While this 'OpenAI Endorsement' is currently just community speculation, it is definitely a good card to play to fuel hype. Saying "we are pure speculation" on one hand, while tagging a few "AI + a16z" on the other.


From Wasteland to Moon in One Night


GOONC took off as soon as it launched. After its launch on May 13, 2025, its market capitalization skyrocketed to $22 million within 4 hours, with a trading volume exceeding $25.6 million in 24 hours.
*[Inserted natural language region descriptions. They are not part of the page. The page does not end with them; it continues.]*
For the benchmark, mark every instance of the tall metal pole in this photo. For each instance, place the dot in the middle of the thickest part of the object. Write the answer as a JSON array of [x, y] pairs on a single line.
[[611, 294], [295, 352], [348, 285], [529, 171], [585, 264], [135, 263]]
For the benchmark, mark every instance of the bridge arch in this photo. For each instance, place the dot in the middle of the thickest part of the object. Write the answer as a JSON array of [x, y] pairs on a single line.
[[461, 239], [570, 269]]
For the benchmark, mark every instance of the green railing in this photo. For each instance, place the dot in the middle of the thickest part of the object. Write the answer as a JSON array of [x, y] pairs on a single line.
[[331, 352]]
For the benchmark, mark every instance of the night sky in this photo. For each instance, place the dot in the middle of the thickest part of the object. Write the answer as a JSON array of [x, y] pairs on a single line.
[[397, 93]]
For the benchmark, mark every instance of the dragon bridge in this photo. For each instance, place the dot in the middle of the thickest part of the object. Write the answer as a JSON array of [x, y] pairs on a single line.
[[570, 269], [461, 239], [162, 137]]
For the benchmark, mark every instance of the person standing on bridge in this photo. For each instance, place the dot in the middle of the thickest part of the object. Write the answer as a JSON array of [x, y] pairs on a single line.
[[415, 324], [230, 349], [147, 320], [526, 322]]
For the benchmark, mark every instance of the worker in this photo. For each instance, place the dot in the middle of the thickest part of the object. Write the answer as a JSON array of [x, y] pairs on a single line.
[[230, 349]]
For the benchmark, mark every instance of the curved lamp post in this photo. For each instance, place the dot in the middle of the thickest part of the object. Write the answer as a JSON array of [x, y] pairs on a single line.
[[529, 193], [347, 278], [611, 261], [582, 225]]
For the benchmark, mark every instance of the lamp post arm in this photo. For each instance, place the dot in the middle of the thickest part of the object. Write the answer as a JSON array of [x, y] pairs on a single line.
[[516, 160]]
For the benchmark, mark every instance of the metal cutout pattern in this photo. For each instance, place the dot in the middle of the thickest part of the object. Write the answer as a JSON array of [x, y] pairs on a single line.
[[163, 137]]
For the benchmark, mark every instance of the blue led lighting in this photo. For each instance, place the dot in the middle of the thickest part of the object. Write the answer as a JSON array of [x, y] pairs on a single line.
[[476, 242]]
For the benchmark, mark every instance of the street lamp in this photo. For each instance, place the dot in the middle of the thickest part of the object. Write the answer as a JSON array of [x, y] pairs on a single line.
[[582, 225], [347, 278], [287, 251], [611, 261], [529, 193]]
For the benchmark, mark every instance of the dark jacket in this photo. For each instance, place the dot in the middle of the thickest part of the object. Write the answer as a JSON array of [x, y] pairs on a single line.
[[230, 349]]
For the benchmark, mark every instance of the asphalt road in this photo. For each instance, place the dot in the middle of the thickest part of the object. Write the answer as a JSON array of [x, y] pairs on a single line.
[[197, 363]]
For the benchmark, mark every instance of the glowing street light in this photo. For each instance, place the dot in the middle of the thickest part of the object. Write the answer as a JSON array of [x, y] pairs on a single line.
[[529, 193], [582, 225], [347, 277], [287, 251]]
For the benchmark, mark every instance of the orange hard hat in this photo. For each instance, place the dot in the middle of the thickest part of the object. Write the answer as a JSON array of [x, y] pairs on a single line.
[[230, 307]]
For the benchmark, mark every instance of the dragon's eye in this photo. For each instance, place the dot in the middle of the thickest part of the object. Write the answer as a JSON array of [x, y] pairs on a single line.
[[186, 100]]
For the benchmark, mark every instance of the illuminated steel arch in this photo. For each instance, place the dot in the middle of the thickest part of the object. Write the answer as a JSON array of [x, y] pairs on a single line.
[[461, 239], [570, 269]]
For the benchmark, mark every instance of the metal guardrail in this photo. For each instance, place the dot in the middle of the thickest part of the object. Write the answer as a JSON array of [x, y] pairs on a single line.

According to platform data, the first day of trading saw an astonishing +41,100% surge, soaring from $0.0000001 to $0.02, becoming a "missed-the-boat" situation.


GOONC quickly formed an active trading community post-launch, with a lot of discussion and trading signals appearing on X platform (such as the 292x return signal provided by DeBot). Liquidity pools on exchanges like Raydium and Meteora grew rapidly, supporting high trading volumes and price increases.


The real climax occurred between May 13 and May 14, with the market cap rising to $5.5 million in the morning and directly surpassing $55 million in the afternoon. By the 14th, it briefly approached a $70 million market cap, with the trading volume soaring to $59 million. Some community members even posted screenshots claiming an increase of +85,000%, creating a new myth out of the ruins.


As of 1:30 pm on May 14, the price stabilized around $0.039, with a total market cap and FDV both around $39.6 million, and a 24-hour trading volume of $5.43 million. Active platforms include XT.COM, LBank, Meteora, and others.


Although there was a slight pullback from the peak ($0.07), the coin's popularity remains strong. For a coin that relies purely on "irony + community + X post" to thrive, this performance is already at a stellar level.



Currently, the background of the token's development team is not transparent, increasing the potential risk of a rug pull. Rugcheck.xyz warns that the creator of the GOONC contract may have permission to modify the contract (e.g., change fees or mint additional tokens), posing certain security risks.


Community members speculate that the meteoric rise of GOONC may be the "last hurrah".